LETTRE DE GENÈVE
Le « Petit manuel suisse à usage des criminel·le·s en col blanc » de l’ONG Public Eye détaille les failles du pays en matière de corruption. PUBLIC EYE
Il n’y a pas une goutte de pétrole en Suisse, pourtant toutes les ventes de brut du secteur azéri de la mer Caspienne passent par le septième étage d’un bâtiment moderne au centre de Genève, où la Socar (State Oil Company of Azerbaijan) a installé il y a une dizaine d’années ses opérations de trading. L’or noir de Sibérie suit le même chemin, à travers d’autres compagnies de négoce bien implantées ; des dizaines de nouveaux acteurs sont arrivés en Suisse ces dernières années pour animer un secteur des matières premières en pleine expansion.

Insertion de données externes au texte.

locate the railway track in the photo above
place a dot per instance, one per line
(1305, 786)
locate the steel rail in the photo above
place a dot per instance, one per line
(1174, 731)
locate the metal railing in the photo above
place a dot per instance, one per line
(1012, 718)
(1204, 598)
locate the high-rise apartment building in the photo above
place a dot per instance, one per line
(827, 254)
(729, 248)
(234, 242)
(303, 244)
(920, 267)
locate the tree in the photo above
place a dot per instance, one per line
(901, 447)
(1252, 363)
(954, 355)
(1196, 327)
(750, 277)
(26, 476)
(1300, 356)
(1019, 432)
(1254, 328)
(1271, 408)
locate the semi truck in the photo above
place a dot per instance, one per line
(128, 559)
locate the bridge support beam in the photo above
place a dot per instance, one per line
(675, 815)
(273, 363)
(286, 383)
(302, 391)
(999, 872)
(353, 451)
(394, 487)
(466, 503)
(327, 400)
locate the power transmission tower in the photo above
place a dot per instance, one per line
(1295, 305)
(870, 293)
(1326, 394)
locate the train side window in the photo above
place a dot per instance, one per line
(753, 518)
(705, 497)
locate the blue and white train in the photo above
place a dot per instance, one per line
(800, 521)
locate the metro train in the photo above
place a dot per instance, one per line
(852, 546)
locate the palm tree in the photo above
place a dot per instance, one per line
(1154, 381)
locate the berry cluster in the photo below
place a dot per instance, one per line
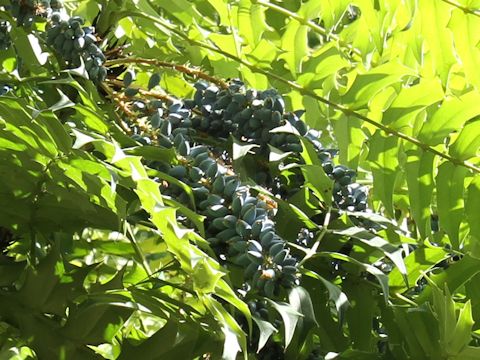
(238, 224)
(76, 44)
(259, 117)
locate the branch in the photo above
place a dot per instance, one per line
(313, 95)
(464, 9)
(180, 68)
(318, 29)
(122, 106)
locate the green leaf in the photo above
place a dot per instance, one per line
(266, 330)
(468, 142)
(318, 182)
(454, 276)
(463, 330)
(463, 26)
(392, 252)
(419, 171)
(335, 294)
(417, 262)
(367, 85)
(452, 114)
(435, 16)
(450, 189)
(383, 159)
(289, 316)
(294, 43)
(472, 208)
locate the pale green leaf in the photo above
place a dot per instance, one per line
(450, 189)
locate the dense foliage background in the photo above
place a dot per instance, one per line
(160, 201)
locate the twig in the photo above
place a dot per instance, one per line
(313, 95)
(181, 68)
(475, 12)
(122, 106)
(143, 92)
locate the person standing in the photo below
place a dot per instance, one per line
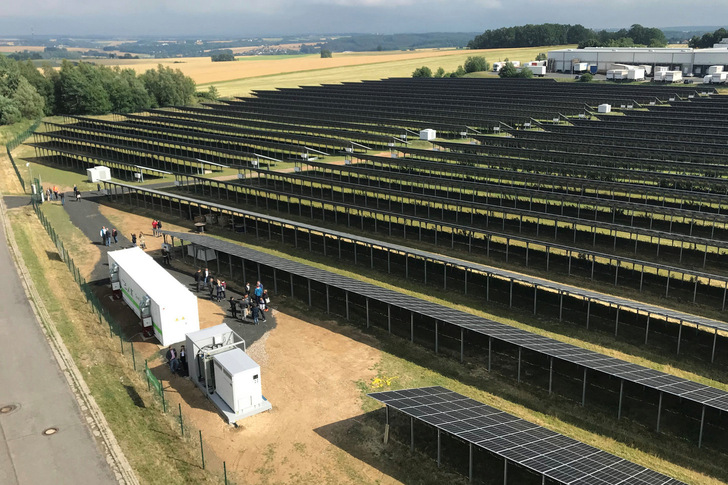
(183, 361)
(262, 308)
(256, 312)
(234, 307)
(172, 358)
(198, 279)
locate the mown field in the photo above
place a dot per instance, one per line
(268, 72)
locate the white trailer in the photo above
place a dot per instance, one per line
(637, 74)
(164, 305)
(673, 76)
(539, 71)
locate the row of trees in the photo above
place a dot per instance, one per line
(557, 34)
(83, 88)
(707, 40)
(471, 64)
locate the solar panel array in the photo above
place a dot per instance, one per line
(539, 449)
(637, 374)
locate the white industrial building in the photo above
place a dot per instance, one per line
(688, 61)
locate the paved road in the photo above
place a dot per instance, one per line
(86, 216)
(31, 380)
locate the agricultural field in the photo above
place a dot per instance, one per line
(268, 72)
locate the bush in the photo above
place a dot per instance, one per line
(476, 64)
(423, 71)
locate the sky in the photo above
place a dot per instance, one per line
(243, 18)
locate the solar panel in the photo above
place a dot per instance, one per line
(588, 359)
(539, 449)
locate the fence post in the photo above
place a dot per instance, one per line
(202, 451)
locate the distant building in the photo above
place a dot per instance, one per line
(689, 61)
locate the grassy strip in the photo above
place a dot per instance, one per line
(150, 443)
(405, 365)
(599, 342)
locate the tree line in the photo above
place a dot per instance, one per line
(707, 40)
(87, 89)
(531, 35)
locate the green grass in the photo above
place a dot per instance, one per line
(407, 365)
(149, 442)
(8, 132)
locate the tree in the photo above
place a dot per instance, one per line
(423, 71)
(586, 77)
(525, 73)
(223, 57)
(80, 90)
(508, 70)
(476, 64)
(168, 87)
(28, 101)
(9, 112)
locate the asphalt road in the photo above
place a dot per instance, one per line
(32, 382)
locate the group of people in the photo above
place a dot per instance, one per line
(206, 280)
(156, 228)
(177, 360)
(107, 235)
(253, 304)
(140, 239)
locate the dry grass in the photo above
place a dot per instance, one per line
(261, 72)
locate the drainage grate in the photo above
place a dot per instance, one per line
(8, 409)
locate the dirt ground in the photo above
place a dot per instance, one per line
(309, 374)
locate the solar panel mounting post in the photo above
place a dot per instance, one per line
(702, 422)
(659, 412)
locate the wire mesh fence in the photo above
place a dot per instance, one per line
(168, 403)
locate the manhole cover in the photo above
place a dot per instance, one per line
(8, 409)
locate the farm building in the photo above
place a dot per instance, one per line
(689, 61)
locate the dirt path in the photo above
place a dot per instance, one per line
(309, 373)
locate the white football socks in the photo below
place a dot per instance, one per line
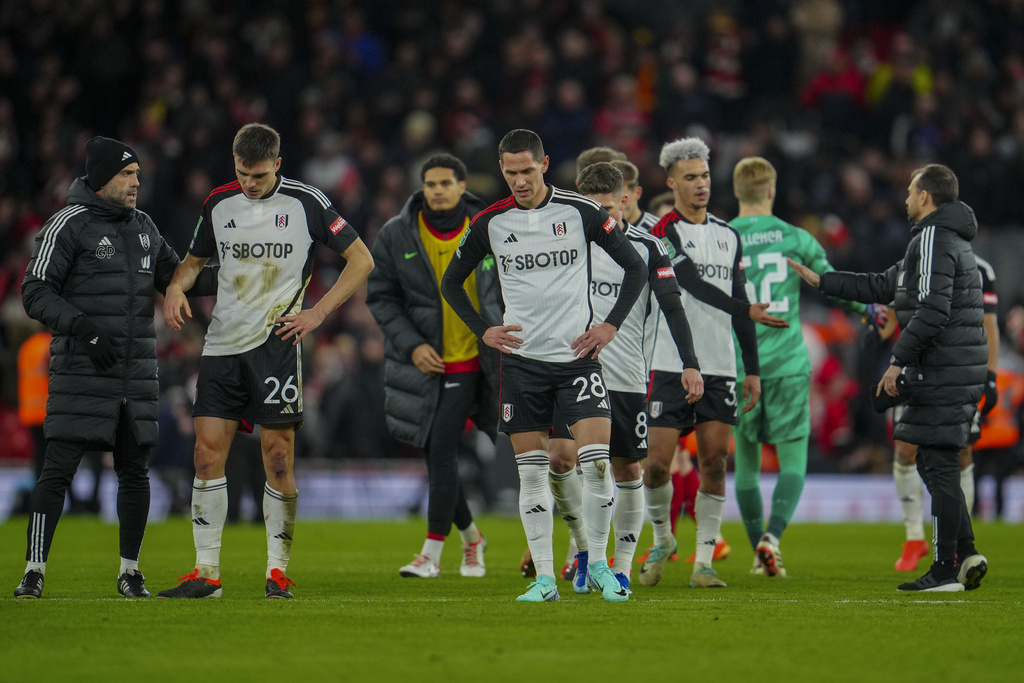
(628, 521)
(708, 509)
(910, 489)
(535, 509)
(566, 488)
(598, 499)
(209, 512)
(279, 511)
(658, 506)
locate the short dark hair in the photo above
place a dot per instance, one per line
(519, 140)
(601, 178)
(939, 181)
(444, 161)
(255, 142)
(594, 155)
(631, 174)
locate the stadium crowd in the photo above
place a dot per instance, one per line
(844, 97)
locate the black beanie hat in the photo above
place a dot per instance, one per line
(104, 158)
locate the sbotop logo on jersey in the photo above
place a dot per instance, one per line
(256, 250)
(546, 259)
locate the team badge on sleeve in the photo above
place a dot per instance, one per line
(337, 225)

Genève est la principale plaque tournante helvétique, mais c’est désormais tout l’arc lémanique qui abrite des structures de trading, petites ou grandes, tandis que le canton alémanique de Zoug, un paradis fiscal, est le siège du sulfureux géant minier Glencore (charbon, cuivre, cobalt) ou encore des gazoducs russes Nord Stream 1 et 2. Depuis des années, les Cassandre de ce miracle économique préviennent : tôt ou tard, l’opacité des opérations causera du tort à la réputation de la Suisse.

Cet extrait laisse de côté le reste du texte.